The ultrasound devices, a long-standing fixture in hospitals, are catching the attention of doctors in private practice as they become more portable and affordable, says Dr. Richard Hoppmann, who directs the Ultrasound Institute at the University of South Carolina School of Medicine, one of the first to train medical students. “It’s just a matter of time before it truly becomes the stethoscope of the 21st century. The bottleneck right now is adequate training.”

In recent years, though, other schools have begun to incorporate such training, some on a pilot basis, including Harvard Medical School, New York City’s Icahn School of Medicine and the University of California, Irvine. Once that next wave of physicians launches their practices, they can use the devices — some hand-held and others more the size of a laptop — to check for potential medical issues ranging from heart failure to fluid on the lungs to a blood clot in the legs without vacillating about whether to refer the patient elsewhere for testing, says Dr. Nilam Soni at the University of Texas Health Science Center at San Antonio, which began to train all incoming students this year.

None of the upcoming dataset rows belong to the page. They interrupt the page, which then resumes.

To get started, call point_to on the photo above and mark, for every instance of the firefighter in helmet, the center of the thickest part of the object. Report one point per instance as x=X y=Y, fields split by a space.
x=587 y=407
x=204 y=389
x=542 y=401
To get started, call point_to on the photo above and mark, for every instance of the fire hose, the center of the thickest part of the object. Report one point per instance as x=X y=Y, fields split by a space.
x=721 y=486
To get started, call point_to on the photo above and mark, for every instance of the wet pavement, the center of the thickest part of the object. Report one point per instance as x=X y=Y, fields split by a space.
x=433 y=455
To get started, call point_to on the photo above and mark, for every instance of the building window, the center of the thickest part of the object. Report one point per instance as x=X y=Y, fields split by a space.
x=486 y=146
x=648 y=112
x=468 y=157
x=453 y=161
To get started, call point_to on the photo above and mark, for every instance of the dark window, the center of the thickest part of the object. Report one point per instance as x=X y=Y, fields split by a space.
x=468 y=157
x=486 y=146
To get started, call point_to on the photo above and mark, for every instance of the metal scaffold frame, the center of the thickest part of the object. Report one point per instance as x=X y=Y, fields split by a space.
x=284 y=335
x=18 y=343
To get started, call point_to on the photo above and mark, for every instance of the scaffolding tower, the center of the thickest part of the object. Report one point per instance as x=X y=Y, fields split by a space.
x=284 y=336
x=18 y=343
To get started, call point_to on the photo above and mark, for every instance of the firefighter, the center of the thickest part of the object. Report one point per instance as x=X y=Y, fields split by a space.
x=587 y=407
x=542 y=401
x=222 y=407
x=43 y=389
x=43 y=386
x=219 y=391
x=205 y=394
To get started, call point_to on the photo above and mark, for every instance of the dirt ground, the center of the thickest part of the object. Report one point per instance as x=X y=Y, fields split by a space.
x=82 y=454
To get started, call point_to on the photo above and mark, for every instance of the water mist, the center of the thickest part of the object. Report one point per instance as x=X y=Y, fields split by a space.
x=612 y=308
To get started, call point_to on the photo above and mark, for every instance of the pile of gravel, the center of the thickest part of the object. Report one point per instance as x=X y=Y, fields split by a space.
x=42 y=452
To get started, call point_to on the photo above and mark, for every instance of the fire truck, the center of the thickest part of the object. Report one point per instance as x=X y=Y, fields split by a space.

“None of us want to be wrong,” says Soni, who co-directs his school’s new ­ultrasound curriculum. “It gives us a level of confidence in the decision-making that we didn’t ever have before.”

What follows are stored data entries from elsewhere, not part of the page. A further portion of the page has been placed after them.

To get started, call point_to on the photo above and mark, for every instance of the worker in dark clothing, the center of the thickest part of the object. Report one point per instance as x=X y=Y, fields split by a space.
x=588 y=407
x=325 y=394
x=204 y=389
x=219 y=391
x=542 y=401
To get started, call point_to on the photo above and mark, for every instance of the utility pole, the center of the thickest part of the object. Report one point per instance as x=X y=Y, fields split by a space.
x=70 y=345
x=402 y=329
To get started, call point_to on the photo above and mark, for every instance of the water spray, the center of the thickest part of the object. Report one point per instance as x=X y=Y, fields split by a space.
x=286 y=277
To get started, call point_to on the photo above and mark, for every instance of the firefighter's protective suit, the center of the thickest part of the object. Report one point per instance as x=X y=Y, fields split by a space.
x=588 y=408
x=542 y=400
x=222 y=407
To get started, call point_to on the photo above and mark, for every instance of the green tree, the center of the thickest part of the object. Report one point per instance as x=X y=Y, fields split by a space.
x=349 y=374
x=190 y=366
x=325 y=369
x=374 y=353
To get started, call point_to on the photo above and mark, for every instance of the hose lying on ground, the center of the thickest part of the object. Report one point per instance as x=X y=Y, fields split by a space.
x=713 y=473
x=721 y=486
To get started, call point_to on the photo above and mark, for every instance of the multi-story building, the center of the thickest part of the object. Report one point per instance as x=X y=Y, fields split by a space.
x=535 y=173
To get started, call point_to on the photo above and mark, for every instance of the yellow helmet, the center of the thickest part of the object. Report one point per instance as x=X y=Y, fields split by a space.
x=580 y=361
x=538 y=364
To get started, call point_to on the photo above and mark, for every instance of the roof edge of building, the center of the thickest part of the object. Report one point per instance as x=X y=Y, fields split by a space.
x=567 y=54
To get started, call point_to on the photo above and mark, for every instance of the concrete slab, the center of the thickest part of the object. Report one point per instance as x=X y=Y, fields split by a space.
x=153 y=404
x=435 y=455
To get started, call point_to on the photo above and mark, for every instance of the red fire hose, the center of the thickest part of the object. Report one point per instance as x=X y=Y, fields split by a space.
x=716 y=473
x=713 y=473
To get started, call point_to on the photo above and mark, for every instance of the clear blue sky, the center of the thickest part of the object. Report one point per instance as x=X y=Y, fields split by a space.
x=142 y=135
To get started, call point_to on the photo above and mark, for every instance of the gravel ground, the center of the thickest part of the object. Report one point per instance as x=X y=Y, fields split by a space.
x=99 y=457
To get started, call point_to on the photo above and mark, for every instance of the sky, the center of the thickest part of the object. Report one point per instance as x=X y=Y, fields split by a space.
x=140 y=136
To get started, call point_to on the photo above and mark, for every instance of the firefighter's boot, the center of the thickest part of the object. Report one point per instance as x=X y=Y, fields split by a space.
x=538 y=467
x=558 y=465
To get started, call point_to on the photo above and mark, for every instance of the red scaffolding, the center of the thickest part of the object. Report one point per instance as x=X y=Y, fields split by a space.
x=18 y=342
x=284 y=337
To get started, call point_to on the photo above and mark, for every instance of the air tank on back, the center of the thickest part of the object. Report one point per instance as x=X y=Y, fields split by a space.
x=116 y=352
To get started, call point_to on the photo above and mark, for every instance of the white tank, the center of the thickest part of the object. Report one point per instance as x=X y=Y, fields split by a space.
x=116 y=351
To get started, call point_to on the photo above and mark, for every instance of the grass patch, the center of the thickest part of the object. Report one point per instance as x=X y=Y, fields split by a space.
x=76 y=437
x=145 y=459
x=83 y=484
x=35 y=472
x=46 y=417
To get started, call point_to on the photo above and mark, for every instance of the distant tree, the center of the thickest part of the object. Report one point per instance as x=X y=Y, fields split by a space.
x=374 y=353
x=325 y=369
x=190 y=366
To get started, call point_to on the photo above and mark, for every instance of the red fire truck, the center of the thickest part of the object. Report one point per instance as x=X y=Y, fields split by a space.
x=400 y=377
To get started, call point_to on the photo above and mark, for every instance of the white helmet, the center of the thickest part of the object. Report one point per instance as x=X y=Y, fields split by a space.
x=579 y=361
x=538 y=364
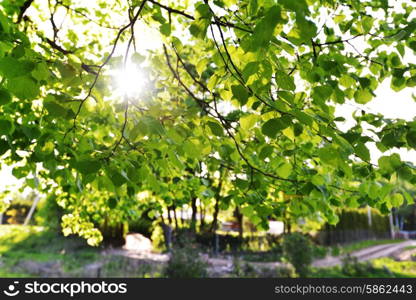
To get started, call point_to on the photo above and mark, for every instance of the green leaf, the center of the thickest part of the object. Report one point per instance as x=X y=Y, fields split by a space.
x=87 y=166
x=362 y=151
x=284 y=170
x=285 y=81
x=362 y=96
x=266 y=151
x=23 y=87
x=396 y=200
x=165 y=29
x=240 y=93
x=4 y=146
x=409 y=199
x=112 y=202
x=273 y=126
x=41 y=72
x=6 y=127
x=55 y=109
x=216 y=128
x=247 y=122
x=411 y=138
x=11 y=67
x=5 y=97
x=117 y=178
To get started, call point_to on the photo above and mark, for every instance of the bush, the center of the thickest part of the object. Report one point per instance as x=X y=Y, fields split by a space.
x=185 y=263
x=298 y=250
x=353 y=268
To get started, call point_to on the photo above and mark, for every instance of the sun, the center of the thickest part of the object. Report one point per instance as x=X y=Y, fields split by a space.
x=129 y=81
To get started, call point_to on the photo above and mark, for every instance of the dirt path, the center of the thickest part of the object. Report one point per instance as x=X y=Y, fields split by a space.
x=366 y=253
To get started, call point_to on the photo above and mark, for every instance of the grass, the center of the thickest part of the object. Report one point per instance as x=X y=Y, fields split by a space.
x=37 y=244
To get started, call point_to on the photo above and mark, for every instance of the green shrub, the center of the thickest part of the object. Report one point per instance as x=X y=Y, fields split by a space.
x=185 y=263
x=286 y=271
x=298 y=250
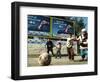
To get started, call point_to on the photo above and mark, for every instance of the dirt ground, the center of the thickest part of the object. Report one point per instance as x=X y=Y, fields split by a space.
x=33 y=61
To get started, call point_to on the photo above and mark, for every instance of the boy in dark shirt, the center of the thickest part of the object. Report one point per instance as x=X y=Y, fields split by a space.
x=49 y=45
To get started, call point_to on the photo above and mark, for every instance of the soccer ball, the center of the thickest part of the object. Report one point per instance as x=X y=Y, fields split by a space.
x=44 y=59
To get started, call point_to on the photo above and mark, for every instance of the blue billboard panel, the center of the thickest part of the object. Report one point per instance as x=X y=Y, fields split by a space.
x=60 y=26
x=38 y=23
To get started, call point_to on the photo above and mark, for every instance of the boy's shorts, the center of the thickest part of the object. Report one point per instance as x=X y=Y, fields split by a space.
x=83 y=52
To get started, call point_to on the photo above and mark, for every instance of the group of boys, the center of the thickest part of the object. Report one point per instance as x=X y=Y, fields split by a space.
x=81 y=40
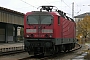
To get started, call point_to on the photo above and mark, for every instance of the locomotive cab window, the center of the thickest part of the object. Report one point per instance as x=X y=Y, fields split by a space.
x=32 y=19
x=58 y=20
x=39 y=19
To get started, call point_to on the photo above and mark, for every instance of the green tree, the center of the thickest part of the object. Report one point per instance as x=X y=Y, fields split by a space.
x=83 y=26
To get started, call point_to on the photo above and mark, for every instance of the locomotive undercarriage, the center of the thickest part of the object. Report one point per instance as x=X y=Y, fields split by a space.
x=46 y=47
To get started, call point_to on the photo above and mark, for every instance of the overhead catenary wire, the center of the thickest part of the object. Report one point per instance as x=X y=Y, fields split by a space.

Who wouldn’t want to be Freeman’s patient, avoiding a potentially life-­threatening rupture of the aorta?

Some research, however, provides a cautionary note, indicating that more imaging might not only trigger more costly and anxiety-provoking tests but also might “catch” a medical issue that might not have caused long-term problems anyway. One 2014 study found that diagnoses for thyroid cancers — some of which can be quite slow growing — have nearly tripled since the mid-1970s. Yet the death rate hasn’t changed, suggesting that the problem might be an “epidemic of diagnosis” via imaging tests rather than an “epidemic of disease,” the researchers wrote.

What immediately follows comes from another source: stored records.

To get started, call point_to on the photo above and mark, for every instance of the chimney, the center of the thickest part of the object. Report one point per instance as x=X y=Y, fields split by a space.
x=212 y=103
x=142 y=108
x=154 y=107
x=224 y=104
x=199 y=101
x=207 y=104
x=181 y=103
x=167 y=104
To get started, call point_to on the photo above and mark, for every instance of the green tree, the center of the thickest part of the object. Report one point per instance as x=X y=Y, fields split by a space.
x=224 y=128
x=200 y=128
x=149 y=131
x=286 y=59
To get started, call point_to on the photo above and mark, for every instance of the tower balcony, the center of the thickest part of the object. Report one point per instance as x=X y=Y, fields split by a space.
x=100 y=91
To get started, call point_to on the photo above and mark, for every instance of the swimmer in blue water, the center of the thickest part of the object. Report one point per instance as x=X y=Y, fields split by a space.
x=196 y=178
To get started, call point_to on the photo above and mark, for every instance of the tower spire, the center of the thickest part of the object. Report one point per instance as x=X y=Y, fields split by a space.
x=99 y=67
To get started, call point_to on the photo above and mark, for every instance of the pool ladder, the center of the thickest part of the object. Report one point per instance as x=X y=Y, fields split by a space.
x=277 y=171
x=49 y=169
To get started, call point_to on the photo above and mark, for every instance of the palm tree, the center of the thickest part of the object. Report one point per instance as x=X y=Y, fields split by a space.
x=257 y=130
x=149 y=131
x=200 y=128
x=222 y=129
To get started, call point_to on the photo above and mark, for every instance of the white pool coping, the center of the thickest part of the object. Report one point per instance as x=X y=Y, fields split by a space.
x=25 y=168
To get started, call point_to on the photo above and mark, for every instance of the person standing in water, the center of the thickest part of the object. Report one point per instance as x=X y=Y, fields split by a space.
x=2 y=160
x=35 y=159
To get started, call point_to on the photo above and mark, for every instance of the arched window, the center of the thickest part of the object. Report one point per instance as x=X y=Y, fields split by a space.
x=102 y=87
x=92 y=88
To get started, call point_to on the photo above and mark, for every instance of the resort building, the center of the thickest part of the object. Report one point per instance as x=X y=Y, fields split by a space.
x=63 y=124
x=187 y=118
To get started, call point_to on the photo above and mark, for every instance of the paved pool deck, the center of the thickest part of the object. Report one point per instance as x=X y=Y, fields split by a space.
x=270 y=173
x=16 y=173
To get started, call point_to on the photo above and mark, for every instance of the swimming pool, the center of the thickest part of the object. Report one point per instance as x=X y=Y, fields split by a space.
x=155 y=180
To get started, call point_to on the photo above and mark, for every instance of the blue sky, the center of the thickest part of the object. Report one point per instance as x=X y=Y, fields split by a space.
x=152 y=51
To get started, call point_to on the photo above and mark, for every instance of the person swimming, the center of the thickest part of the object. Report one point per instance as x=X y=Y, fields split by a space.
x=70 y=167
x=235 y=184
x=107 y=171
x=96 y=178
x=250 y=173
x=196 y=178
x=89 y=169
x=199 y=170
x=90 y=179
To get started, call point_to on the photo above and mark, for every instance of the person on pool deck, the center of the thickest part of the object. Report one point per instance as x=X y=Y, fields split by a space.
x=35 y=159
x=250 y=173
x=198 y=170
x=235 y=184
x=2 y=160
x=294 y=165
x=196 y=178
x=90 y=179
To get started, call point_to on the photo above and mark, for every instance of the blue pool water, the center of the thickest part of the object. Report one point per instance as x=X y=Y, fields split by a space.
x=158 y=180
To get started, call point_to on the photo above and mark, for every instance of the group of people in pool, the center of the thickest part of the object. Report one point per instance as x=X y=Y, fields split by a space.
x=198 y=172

But portable ultrasonography can streamline diagnoses in some circum­stances, says Dr. Dan Sepdham, associate professor of family and community medicine at University of Texas Southwestern Medical Center in Dallas. Sepdham, who started using a laptop-size device last fall while training physician residents, describes one woman he treated recently in an outpatient clinic at nearby Parkland Hospital. The woman had previously been prescribed antibiotics for a sore throat but had returned still in significant pain. A portable ultrasound scan found a fluid-filled area not otherwise visible — a pocket of infection that could have spread to her airway — and sent her to the emergency room.

The image on the ultrasound screen can also help doctors educate their patients about vague-sounding medical terms like heart failure, Soni says. “There is the saying that a picture is worth a thousand words.” For example, a patient short of breath can see fluid on the lungs and better understand why it needs to be drained, he says.

Doctors need to learn to correctly decipher what they’re looking at, says Dr. Louise Davies, a head-and-neck surgeon with the Veterans Affairs Medical Center in Vermont and a researcher on the ­thyroid-cancer study. “People see small variations and say, ‘That’s abnormal.’ ” What if a very small area of fluid is flagged near the lungs? Should that be drained?

“You can imagine that it’s definitely going to lead to a lot of additional testing, at least initially,” Davies says. “Will it be 10 years from now? I don’t know. Certainly there’s a learning curve with the introduction of any new technology.”